Friday, May 6, 2016

A521.7.4.RB_DavisCarl Secret Structure


Hello again, readers! Welcome to week seven of Leadership Communications on the Educated Leadership blog.

We were asked to view a Ted™ Talk by Nancy Duarte (2011) about the structure of great speeches this week. This was not the first time I have viewed this particular lecture by Ms. Duarte. I had watched it last year while preparing to give a speech to the team I lead. I found the information presented to be very useful and fairly easy to apply.

Ms. Duarte presents a number of fundamental frameworks to assist speakers in relating ideas to an audience. One of her first points is that the speaker needs to act as a mentor to the audience. The audience is who needs to pick up on the idea and make it their own in order for the idea to grow and spread. The speaker helps them see and take ownership of the topic (4:52).

The next major point in the talk is in regard to diagramming how great speeches are framed or structured. Ms. Duarte labored for at least two years on the idea of great presentations before comparing them to a particular shape. The fundamental shape she developed looks much like a rudimentary snake drawn on an etch-a-sketch™.
                                          

                                                                      Duarte (2011)
The structure, it turns out, can be overlaid on most speeches that have been noted as famous or historic in their nature. Martin Luther King’s “I Have a Dream” speech, Lincoln’s “Gettysburg Address”, and Steve Jobs’ 2007 I-phone Launch speech all fit this pattern. The lower horizontal lines represent parts of the speech that refer to the past or the current state of things. The upper horizontal lines represent the parts of the speech that propose a future state that is (hopefully) better than the status quo or the past. Maybe it’s what the company looks like with everyone pulling together, or what the country looks like with lower cost health care, or what the world looks like without racism.

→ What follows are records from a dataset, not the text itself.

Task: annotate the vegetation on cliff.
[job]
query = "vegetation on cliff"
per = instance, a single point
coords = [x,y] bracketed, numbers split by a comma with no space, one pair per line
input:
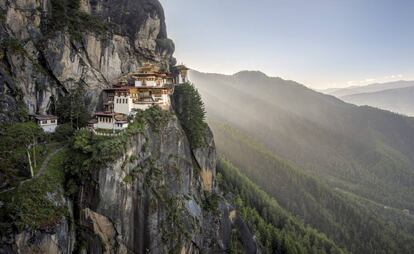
[190,110]
[36,204]
[20,151]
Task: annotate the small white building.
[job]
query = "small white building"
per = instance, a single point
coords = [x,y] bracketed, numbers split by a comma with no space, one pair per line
[111,121]
[47,122]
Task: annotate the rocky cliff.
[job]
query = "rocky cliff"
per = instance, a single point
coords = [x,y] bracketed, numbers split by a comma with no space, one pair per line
[50,46]
[144,191]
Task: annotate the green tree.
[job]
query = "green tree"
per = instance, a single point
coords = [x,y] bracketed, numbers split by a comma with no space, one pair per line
[191,112]
[72,108]
[18,148]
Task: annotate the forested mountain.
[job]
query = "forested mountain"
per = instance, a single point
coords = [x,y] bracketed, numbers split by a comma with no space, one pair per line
[341,92]
[353,172]
[400,100]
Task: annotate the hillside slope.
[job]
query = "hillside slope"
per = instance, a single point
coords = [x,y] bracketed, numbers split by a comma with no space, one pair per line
[50,47]
[399,100]
[341,92]
[364,153]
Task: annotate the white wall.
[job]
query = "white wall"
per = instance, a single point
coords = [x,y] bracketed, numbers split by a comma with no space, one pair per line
[124,126]
[151,83]
[120,106]
[105,125]
[138,83]
[49,128]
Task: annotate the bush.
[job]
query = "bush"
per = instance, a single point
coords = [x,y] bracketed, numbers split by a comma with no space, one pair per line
[191,113]
[63,132]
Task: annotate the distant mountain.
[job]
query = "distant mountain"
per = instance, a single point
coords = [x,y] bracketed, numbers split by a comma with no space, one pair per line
[346,170]
[400,100]
[341,92]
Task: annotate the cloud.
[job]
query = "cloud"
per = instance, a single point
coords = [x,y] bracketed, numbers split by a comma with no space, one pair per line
[395,76]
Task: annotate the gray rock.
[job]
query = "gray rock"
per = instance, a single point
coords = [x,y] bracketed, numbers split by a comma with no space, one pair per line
[49,65]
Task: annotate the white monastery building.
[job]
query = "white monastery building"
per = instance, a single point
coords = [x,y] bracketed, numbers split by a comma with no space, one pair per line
[47,122]
[138,91]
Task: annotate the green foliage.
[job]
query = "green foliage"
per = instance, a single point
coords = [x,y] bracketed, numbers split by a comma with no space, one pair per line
[12,44]
[63,132]
[72,108]
[191,113]
[211,203]
[15,141]
[66,14]
[155,117]
[355,225]
[37,203]
[274,228]
[89,151]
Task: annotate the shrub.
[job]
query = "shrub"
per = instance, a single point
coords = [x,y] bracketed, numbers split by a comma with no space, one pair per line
[63,132]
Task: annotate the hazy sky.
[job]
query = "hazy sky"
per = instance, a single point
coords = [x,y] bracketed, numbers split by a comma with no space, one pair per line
[320,43]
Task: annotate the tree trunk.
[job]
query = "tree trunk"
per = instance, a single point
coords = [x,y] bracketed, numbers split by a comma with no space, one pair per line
[30,162]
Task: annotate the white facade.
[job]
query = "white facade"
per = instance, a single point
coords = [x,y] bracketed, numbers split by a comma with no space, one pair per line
[120,125]
[123,104]
[107,123]
[48,125]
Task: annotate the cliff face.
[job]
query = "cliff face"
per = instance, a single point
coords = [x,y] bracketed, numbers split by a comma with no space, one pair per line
[153,199]
[50,46]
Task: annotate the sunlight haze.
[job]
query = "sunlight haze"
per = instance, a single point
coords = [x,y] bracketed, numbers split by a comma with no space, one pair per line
[319,43]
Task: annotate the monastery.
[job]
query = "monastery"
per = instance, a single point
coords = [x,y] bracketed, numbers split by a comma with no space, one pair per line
[137,91]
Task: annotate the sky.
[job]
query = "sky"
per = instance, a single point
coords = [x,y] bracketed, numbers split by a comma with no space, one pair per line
[319,43]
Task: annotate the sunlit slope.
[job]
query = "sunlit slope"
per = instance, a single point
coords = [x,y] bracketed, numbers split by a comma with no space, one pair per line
[399,100]
[360,150]
[354,223]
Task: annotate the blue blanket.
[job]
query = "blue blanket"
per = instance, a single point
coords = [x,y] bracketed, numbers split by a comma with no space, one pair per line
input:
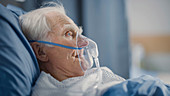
[142,86]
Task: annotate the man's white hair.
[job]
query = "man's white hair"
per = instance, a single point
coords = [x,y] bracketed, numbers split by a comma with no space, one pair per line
[34,23]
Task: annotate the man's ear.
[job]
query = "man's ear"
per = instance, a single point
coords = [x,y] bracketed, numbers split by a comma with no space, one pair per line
[40,52]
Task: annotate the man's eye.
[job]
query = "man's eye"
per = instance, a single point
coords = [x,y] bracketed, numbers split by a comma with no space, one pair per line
[68,34]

The vertical lines illustrate the gap between what “is” and what “could be”. To really drive the excellence of the idea, the height of those lines should be as much as possible. The contrast should clearly illustrate why the change is needed. As Ms. Duarte stated, “You want to make the status quo unappealing” (2011, 7:42). The final horizontal line indicates the need to leave the audience with the final picture of what their future could look like, allowing them to let their imagination build upon that idea.

I have applied this technique to a presentation with good results. I had an opportunity to give a speech that would hopefully unite a group of relative strangers and focus them on the goal of making our group the epitome of a professional team of flight instructors. Upon review, I know I could have done a better job. However, given the fact that it was my first attempt at writing a speech in this style and my first attempt to write a stirring and uniting speech, I am pleased with the results. I received a loud round of applause at the end of the speech and had a number of employees ask me for a copy of the speech to take home.

I followed the diagram and reviewed the past and then moved to a future I envisioned, went back to historical stress points we had faced together and talked about the future we could create a number of times. I tied our history to the life-cycle of high-performance teams (Tuckman, 1965) to impress upon the group that they clearly fit the mold of that type of team.

I used two quotes in my speech that really helped, I believe. One was the orchestra conductor Benjamin Zander’s TedTalk™ on the transformative power of classical music (2008). He stated that every leader must believe that their followers have the capability to forge the future the leader sees. I wanted my team to know that I had that belief in their capabilities. I closed with Ms. Duarte’s closing line in the TedTalk™ we reviewed above, “The future isn’t a place we’re going to go, the future is a place that you are going to create” (2011, 18:00).

My supervisor and other senior managers have made it clear to me that I will be given future opportunities to lead larger groups. I find myself examining the opportunities and groups I could end up leading and mentally crafting speeches I would give those teams. Reviewing Ms. Duarte’s talk again was an excellent refresher. In fact, I picked up on other pieces of her talk, this time, I missed before. Specifically, the had forgotten the point of Jobs conditioning his audience on how they should feel about what he is saying. Genius.

I recommend any leader who desires to communicate better to review Ms. Duarte’s talk. I also recommend you take the time to write a speech in the form she has uncovered. Even if you do not get to utilize it, the practice will help other opportunities to communicate a better future more apparent.

Duarte, N. (2011). You Have the Power to Change the World - Nancy Duarte talks at TED, YouTube.
             
Tuckman, B. W. (1965). "Developmental sequence in small groups." Psychological Bulletin 63(6): 16.
             
Zander, B. (2008). The Transformative Power of Classical Music. TED Talks, YouTube.